John Hinderaker at Powerline produces confirmation of my biggest concern about the so-called financing of the health care reform legislation — banking on cost-saving in Medicare that I believe will be undone after this bill passes. John has posted a copy of a memo distributed to Democratic staffers. Here’s the key excerpt:
One of the many dishonest features of the Democrats’ effort to conceal the fact that their plan is a budget-buster is the assumption that reimbursements to physicians under Medicare will decline. This accounts for a large chunk of the Democrats’ “savings.” In fact, all knowledgeable observers understand that this alleged savings will be illusory because Congress will, in separate legislation, raise those reimbursement levels as in the past. The Democrats’ memo acknowledges the party’s dishonesty on this point, and urges its staffers to continue misleading the public:
Second, most health staff are already aware that our health proposal does not contain a “doc fix.” Some Republicans have repeated CBO’s November 18 letter that says “the sustainable growth rate (SGR) mechanism governing Medicare’s payments to physicians has frequently been modified … to avoid reduction in those payments, and legislation to do so again is currently under consideration in the Congress.” The inclusion of a full SGR repeal would undermine reform’s budget neutrality. So, again, do not allow yourself (or your boss) to get into a discussion of the details of CBO scores and textual narrative. …

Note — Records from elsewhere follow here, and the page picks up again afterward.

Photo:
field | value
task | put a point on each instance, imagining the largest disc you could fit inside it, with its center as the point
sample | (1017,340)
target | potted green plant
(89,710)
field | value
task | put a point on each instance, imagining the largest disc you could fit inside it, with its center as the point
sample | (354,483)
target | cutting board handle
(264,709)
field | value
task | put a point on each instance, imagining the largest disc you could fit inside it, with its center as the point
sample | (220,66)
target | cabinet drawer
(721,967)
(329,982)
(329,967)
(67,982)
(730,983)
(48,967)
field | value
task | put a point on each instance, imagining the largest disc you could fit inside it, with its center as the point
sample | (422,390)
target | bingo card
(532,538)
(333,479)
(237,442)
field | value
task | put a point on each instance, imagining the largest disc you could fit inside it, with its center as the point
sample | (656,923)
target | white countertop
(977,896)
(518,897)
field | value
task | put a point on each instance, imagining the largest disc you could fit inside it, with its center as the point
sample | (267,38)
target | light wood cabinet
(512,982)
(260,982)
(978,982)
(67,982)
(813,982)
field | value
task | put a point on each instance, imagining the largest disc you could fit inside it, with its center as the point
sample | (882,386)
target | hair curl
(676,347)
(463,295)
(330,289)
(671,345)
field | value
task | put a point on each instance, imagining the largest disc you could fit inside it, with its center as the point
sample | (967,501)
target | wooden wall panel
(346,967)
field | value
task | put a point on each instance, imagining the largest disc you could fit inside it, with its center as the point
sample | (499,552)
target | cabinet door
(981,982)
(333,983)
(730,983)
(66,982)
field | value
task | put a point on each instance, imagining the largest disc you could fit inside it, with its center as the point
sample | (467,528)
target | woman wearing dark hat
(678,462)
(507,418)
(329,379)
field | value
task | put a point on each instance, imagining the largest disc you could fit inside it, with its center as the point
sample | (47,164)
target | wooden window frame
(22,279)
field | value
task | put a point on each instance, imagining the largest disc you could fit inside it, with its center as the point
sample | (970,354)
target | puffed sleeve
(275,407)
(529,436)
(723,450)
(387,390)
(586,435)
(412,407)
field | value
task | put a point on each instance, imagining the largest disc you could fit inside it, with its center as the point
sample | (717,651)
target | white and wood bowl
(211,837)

As most health staff knows, Leadership and the White House are working with the AMA to rally physicians support for a full SGR repeal later this spring. However, both health and communications staff should understand we do not want that policy discussion discussed at this time, lest it complicate the last critical push to health care reform.
It couldn’t be clearer: the Democrats’ strategy is to mislead the American people about the nature, contents and fiscal consequences of their health care takeover.
That second paragraph in the memo, which I have highlighted, is what confirms my suspicions. That the discussions are already underway is disgraceful — on a par with the shenanigans surrounding the projected costs of Medicare Part D in 2003.
About a month ago, I had a conversation with a colleague working in the Executive Branch. He asked me how I could be for “fiscal responsibility” and yet not for the health care reform, since it lowers projected deficits over the next decade. I told him I will believe it when I see it, and in fact, to allay my suspicions, that the legislated expenditure increases on higher coverage ought to be conditioned on realizing those savings from Medicare. I hate to be this right.